Eind juni zal de Uitvoerend Directeur ad interim benoemd worden door de Management Board. De Management Board zal in de komende periode, ter ondersteuning van de ad interim, vaker bij elkaar komen. Tegelijkertijd werkt de Europese Commissie aan het wervingsproces om een nieuwe Uitvoerend Directeur aan te stellen. De functieomschrijving, bevoegdheden, verantwoordingsplicht en het proces van benoeming van de Uitvoerend Directeur volgen uit de EGKW-Verordening. Het is, mede met oog op de actualiteiten, van groot belang dat het wervingsproces spoedig en adequaat gebeurt. Het kabinet onderschrijft dat er uitdagingen zijn voor het Agentschap, voortkomend uit de verschillende rapporten ten aanzien van de waarborging van fundamentele rechten, strategische sturing en het gegroeide mandaat van Frontex. De aanbevelingen aan de verschillende actoren, waaronder de Uitvoerend Directeur van Frontex, de Management Board, de Europese Commissie en de Raad, kunnen niet los van elkaar worden gezien en dienen voortvarend opgevolgd te worden. Deze actoren, in het bijzonder de Uitvoerend Directeur, hebben tezamen een verantwoordelijkheid voor het goed functioneren van het Agentschap. Tegelijkertijd heeft het Agentschap het afgelopen jaar stappen gezet: zo zijn de plaatsvervangers van de Uitvoerend Directeur aangenomen. Het Individual Complaint mechanisme is aangepast en bevat nu regels over de betrokkenheid van de Fundamental Rights Officer (FRO), het anoniem indienen van een klacht en verduidelijking van communicatie over de verschillende stappen van de procedure. Ook het Serious Incident Report mechanisme is verbeterd en aangepast. Zo worden alle Serious Incident Reports inzake fundamentele rechten nu automatisch doorgezet naar de FRO. Het is aan de Uitvoerend Directeur, gezamenlijk met de Management Board, om deze voortgang te waarborgen en indien er kwetsbaarheden of complicaties voorkomen, hierover transparant te communiceren. Daarnaast dient de Raad volgens het kabinet de verdere ontwikkelingen over het functioneren van het agentschap te blijven agenderen.

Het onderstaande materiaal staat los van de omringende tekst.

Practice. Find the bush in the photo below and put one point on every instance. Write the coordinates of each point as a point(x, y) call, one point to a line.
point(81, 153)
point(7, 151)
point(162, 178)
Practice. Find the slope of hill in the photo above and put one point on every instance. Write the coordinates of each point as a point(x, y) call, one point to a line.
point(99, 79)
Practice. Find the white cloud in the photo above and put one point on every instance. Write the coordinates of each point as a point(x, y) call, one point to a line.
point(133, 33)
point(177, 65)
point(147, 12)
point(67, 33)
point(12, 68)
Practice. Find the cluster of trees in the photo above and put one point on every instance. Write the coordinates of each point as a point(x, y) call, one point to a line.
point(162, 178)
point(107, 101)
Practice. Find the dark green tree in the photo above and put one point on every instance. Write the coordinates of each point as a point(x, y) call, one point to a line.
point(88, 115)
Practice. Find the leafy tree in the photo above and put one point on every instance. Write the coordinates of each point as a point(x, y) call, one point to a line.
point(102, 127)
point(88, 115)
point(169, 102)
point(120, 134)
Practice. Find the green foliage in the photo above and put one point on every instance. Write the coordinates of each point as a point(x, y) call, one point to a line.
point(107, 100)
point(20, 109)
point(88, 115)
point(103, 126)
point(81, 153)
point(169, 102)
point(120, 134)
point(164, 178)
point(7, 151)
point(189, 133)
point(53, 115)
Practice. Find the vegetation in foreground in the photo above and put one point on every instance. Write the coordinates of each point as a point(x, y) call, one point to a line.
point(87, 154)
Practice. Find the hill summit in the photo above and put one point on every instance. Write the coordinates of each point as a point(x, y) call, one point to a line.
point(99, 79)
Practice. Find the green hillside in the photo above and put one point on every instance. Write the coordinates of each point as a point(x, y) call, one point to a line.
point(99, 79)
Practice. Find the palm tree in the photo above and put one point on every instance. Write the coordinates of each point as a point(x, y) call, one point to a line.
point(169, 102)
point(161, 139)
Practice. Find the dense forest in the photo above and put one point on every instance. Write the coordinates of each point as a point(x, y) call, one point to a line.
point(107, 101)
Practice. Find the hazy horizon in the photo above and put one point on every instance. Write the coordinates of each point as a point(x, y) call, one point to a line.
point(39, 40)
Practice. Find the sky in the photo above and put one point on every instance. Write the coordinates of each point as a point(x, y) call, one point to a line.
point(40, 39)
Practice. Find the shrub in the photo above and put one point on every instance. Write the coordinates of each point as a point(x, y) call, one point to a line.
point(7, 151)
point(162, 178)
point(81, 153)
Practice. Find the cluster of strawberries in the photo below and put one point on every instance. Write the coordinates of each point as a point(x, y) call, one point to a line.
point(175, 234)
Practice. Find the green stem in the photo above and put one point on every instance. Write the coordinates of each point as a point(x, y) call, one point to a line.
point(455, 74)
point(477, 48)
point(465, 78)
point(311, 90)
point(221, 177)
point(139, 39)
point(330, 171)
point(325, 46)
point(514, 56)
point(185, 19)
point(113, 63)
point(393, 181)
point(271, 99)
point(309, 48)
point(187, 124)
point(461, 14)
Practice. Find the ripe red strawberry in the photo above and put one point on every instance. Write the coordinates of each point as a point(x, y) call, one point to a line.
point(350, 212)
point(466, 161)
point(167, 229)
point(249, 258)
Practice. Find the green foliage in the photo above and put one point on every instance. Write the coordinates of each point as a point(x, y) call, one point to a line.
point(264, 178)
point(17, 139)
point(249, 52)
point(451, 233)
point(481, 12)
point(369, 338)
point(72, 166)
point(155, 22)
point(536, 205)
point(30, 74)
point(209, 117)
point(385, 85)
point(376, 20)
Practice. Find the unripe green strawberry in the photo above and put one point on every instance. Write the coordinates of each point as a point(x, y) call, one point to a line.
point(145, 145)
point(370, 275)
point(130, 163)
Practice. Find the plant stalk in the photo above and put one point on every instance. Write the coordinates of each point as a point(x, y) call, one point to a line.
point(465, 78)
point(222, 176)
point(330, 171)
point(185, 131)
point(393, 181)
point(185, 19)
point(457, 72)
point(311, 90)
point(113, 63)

Tot slot, zoals herhaaldelijk aangegeven richting uw Kamer, neemt het kabinet de berichtgeving over aanhoudende betrokkenheid van Frontex bij illegale pushbacks zeer serieus en benadrukt in contacten, bilateraal en in de verschillende EU-gremia, het belang van naleven van fundamentele rechten bij het bewaken van de buitengrenzen. Waarborging van fundamentele rechten en robuuste grensbewaking moet hand in hand gaan.

De Staatssecretaris van Justitie en Veiligheid, E. van der Burg


X Noot
1

IJsland, Liechtenstein, Noorwegen en Zwitserland.

X Noot
2

Dit aantal is niet additioneel maar valt onder de bovengenoemde aantal van categorie twee en categorie drie inzet.

X Noot
4

Kamerstukken 19 637 en 36 045, nr. 2887.

X Noot
5

Frontex statement following the conclusions of the Extraordinary Management Board meeting (Europa.eu).